Angiogenesis is a fundamental process playing an important role in various pathological and physiological conditions including organ development and tumor metastasis. Blood vessels are primarily composed of endothelial cells. These cells are mostly quiescent in adults, but can be stimulated by an excess of pro-angiogenic factors. One specific pro-angiogenic factor, VEGF-A (specifically VEGF165) plays a key role in a variety of pathological and physiological conditions. However, the molecular and cellular mechanisms by which VEGF-A regulates the complex fundamental process of blood vessel formation is unknown. This study was undertaken to identify the immediate early genes (IEGs) induced by VEGF-A, a hitherto uncharted research avenue. Differential screening of a suppression subtractive hybridization cDNA library potentially enriched in the IEGs induced by VEGF-A, led to the identification of 17 IEG transcripts. Surprisingly, this new putative VEGF-A response gene set consisted of transcripts with diverse functions, including those of various transcription factors such as ATF3, EGR2 and IER2, growth factors, enzymes and novel genes.
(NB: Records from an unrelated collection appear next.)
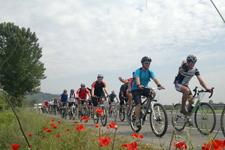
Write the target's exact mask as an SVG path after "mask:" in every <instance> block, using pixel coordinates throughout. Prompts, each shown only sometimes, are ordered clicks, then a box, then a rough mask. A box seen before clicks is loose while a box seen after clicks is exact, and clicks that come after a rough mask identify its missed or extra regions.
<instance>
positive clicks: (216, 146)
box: [202, 139, 225, 150]
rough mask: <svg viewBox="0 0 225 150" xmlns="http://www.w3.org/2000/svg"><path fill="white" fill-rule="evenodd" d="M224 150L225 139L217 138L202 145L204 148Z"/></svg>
mask: <svg viewBox="0 0 225 150" xmlns="http://www.w3.org/2000/svg"><path fill="white" fill-rule="evenodd" d="M212 149H213V150H224V149H225V140H222V139H215V140H213V141H211V142H209V143H207V144H203V145H202V150H212Z"/></svg>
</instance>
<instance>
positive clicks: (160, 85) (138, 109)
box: [58, 55, 213, 127]
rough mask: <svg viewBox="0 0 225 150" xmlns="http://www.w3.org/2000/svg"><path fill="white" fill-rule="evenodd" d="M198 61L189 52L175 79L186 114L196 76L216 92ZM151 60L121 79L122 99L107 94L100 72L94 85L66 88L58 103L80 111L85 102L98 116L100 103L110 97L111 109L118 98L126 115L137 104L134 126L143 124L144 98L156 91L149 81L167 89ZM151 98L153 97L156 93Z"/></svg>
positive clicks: (60, 95) (210, 91)
mask: <svg viewBox="0 0 225 150" xmlns="http://www.w3.org/2000/svg"><path fill="white" fill-rule="evenodd" d="M196 62H197V58H196V56H194V55H188V56H187V58H186V60H184V61H182V63H181V66H180V67H179V69H178V74H177V76H176V77H175V80H174V86H175V89H176V91H178V92H180V93H181V94H182V101H181V108H180V113H181V114H183V115H185V116H186V115H190V114H191V111H192V108H193V104H194V97H193V94H192V92H191V90H190V88H189V86H188V84H189V82H190V80H191V78H192V77H193V76H196V77H197V79H198V81H199V83H200V85H201V86H202V87H203V88H204V89H205V91H206V92H209V93H212V92H213V88H209V87H208V86H207V85H206V83H205V82H204V81H203V79H202V77H201V76H200V72H199V70H198V69H197V68H196V67H195V64H196ZM151 63H152V59H151V58H150V57H148V56H144V57H143V58H142V59H141V67H139V68H137V69H136V70H135V71H134V72H133V73H132V76H131V77H130V78H127V79H123V78H122V77H119V78H118V79H119V81H121V83H122V85H121V87H120V91H119V99H117V95H116V94H115V92H114V91H112V92H111V93H108V90H107V86H106V83H105V81H104V80H103V79H104V78H103V75H101V74H98V76H97V80H96V81H94V82H93V83H92V84H91V88H88V87H86V86H85V84H84V83H81V85H80V88H79V89H78V90H77V91H74V90H73V89H71V90H70V93H69V94H68V93H67V90H64V91H63V93H62V94H61V95H60V99H59V101H58V103H59V104H60V106H66V107H67V108H68V109H70V108H71V106H73V105H74V106H77V108H78V112H79V111H80V110H81V107H82V105H84V103H85V104H87V105H88V106H91V107H92V111H93V114H94V117H95V116H96V113H95V112H96V111H95V110H96V108H98V106H99V104H102V103H104V101H105V100H108V104H109V112H110V111H111V110H110V107H111V104H112V103H113V102H115V101H119V105H120V106H124V105H126V106H127V108H126V112H127V115H128V114H129V113H130V110H131V107H134V106H135V109H134V114H135V125H136V126H137V127H140V126H141V125H142V121H143V120H142V118H141V108H142V106H141V104H142V103H141V102H142V98H143V97H149V95H152V93H154V91H153V89H152V88H150V87H149V82H150V81H151V80H153V82H154V83H155V84H156V86H157V88H158V89H159V90H162V89H165V87H164V86H163V85H162V84H161V83H160V81H159V80H158V79H157V78H156V75H155V73H154V71H153V70H152V69H150V65H151ZM152 99H154V96H153V97H152ZM187 103H188V105H187ZM121 108H122V107H121Z"/></svg>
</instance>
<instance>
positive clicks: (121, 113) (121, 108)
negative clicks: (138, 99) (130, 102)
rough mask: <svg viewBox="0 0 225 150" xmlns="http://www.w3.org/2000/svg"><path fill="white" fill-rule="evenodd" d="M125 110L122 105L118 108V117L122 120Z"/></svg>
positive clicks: (120, 119)
mask: <svg viewBox="0 0 225 150" xmlns="http://www.w3.org/2000/svg"><path fill="white" fill-rule="evenodd" d="M125 115H126V114H125V110H124V107H120V109H119V118H120V121H122V122H123V121H124V120H125Z"/></svg>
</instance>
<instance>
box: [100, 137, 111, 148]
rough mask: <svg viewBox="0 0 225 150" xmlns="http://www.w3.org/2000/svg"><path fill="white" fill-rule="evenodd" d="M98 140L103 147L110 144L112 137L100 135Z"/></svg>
mask: <svg viewBox="0 0 225 150" xmlns="http://www.w3.org/2000/svg"><path fill="white" fill-rule="evenodd" d="M98 142H99V145H100V146H101V147H106V146H108V145H109V144H110V142H111V139H110V137H100V138H99V139H98Z"/></svg>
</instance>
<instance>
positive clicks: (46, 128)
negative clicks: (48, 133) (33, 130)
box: [44, 128, 52, 133]
mask: <svg viewBox="0 0 225 150" xmlns="http://www.w3.org/2000/svg"><path fill="white" fill-rule="evenodd" d="M44 131H45V132H48V133H51V132H52V130H51V129H49V128H45V129H44Z"/></svg>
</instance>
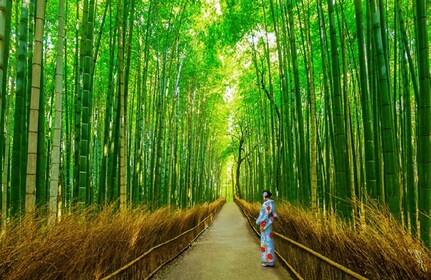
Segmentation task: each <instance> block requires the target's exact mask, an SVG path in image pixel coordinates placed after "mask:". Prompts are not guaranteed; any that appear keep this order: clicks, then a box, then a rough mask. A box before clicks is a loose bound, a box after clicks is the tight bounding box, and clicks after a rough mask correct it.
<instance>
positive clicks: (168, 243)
mask: <svg viewBox="0 0 431 280" xmlns="http://www.w3.org/2000/svg"><path fill="white" fill-rule="evenodd" d="M223 205H224V203H220V205H218V206H217V207H216V208H215V209H214V211H213V212H212V213H211V214H209V215H208V216H206V217H205V218H204V219H202V220H201V221H200V222H199V223H198V224H197V225H196V226H194V227H193V228H190V229H188V230H186V231H184V232H182V233H181V234H179V235H177V236H175V237H174V238H172V239H169V240H167V241H165V242H163V243H160V244H158V245H156V246H154V247H152V248H150V249H148V250H147V251H146V252H145V253H143V254H141V255H140V256H139V257H137V258H135V259H134V260H132V261H130V262H129V263H127V264H126V265H124V266H122V267H121V268H119V269H117V270H116V271H114V272H112V273H111V274H109V275H107V276H105V277H103V278H101V279H102V280H108V279H130V277H133V279H150V278H151V277H153V276H154V274H155V273H156V272H157V271H159V270H160V269H161V268H162V267H163V266H165V265H166V264H168V263H169V262H171V261H172V260H173V259H175V258H176V257H178V256H179V255H180V254H181V253H183V252H184V251H185V250H187V249H188V248H189V247H190V246H191V245H192V243H193V242H194V241H196V239H197V238H198V237H199V236H200V235H201V234H202V233H203V232H204V231H205V230H206V229H207V228H208V227H210V226H211V224H212V223H213V222H214V219H215V216H216V214H217V213H218V212H219V211H220V209H221V208H222V207H223ZM202 225H204V227H203V228H202V229H201V230H200V231H199V232H198V233H197V234H196V235H195V236H194V237H193V238H192V239H191V240H190V241H188V242H186V243H187V245H186V246H185V247H183V248H182V249H180V250H179V251H178V252H176V253H175V254H174V255H173V256H172V257H170V258H169V259H167V260H166V261H164V262H163V263H162V264H160V265H159V266H158V267H157V268H155V269H154V270H152V271H151V272H150V273H149V274H147V275H144V274H145V273H141V272H140V271H139V268H138V269H137V271H133V272H130V270H131V268H133V267H135V266H137V264H138V263H139V262H140V261H141V260H143V259H144V258H145V257H147V256H151V253H152V252H154V251H155V250H157V249H159V248H161V247H163V246H166V245H168V244H171V243H173V242H174V241H176V240H178V239H180V238H181V237H184V236H186V235H188V234H191V233H193V232H194V231H195V230H197V229H198V228H199V227H201V226H202ZM127 272H129V273H128V275H127V276H125V277H120V276H121V275H122V274H123V273H127Z"/></svg>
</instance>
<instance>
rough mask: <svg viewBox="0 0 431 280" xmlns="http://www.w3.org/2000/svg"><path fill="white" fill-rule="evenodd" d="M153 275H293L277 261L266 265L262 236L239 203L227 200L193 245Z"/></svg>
mask: <svg viewBox="0 0 431 280" xmlns="http://www.w3.org/2000/svg"><path fill="white" fill-rule="evenodd" d="M153 279H175V280H181V279H187V280H190V279H205V280H212V279H222V280H228V279H235V280H236V279H247V280H249V279H265V280H267V279H292V278H291V277H290V276H289V274H288V272H287V271H286V270H285V269H284V268H283V267H282V266H281V265H280V264H279V263H278V262H277V263H276V265H275V267H274V268H271V267H262V266H261V263H260V248H259V240H258V238H257V237H256V235H255V234H254V232H253V231H252V230H251V229H250V227H249V226H248V224H247V221H246V219H245V218H244V217H243V216H242V214H241V212H240V210H239V208H238V206H237V205H236V204H235V203H233V202H229V203H226V204H225V205H224V206H223V208H222V210H221V211H220V213H219V214H218V216H217V218H216V220H215V221H214V224H213V225H212V226H211V227H210V228H209V230H207V232H206V233H205V235H204V236H202V237H201V238H199V239H198V240H197V241H196V243H194V244H193V246H192V248H191V249H189V250H187V251H186V252H185V253H184V254H183V255H182V256H180V258H179V259H178V260H176V261H174V262H173V263H172V264H171V265H168V266H167V267H166V268H165V269H163V270H162V271H161V272H160V273H158V274H157V275H156V276H155V277H154V278H153Z"/></svg>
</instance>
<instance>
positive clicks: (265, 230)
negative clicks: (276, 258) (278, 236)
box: [256, 199, 277, 266]
mask: <svg viewBox="0 0 431 280" xmlns="http://www.w3.org/2000/svg"><path fill="white" fill-rule="evenodd" d="M275 217H277V214H276V213H275V203H274V201H273V200H271V199H267V200H266V201H265V202H264V203H263V204H262V207H261V208H260V213H259V217H258V218H257V220H256V224H257V225H260V233H261V234H260V251H261V253H260V258H261V260H262V265H267V266H273V265H274V263H275V251H274V241H273V232H272V223H273V222H274V219H275Z"/></svg>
RNA Binding Motif protein 5 (RBM5) was the only putative tumor suppressor gene and differential apoptotic regulator identified in this new putative VEGF-A response gene set. This dissertation further focuses on the then novel multi-modular protein RBM5, whose up-regulation by VEGF-A seemed paradoxical. Correct localization of any protein is not only essential for its function but can also provide vital clues about its potential cellular role. Although, RBM5 was previously shown to be localized in the nucleus, its subnuclear localization was not defined. Localization of RBM5 in nuclear speckles was determined using enhanced green fluorescent protein (EGFP) fusion constructs and colocalization studies. Based on these results it can be hypothesized that RBM5 may function in pre-mRNA metabolism. Additionally, site-directed mutagenesis and colocalization studies confirmed that nuclear localization of RBM5 is mediated by only the C-terminal bipartite NLS, absent in all RBM5 splice variants.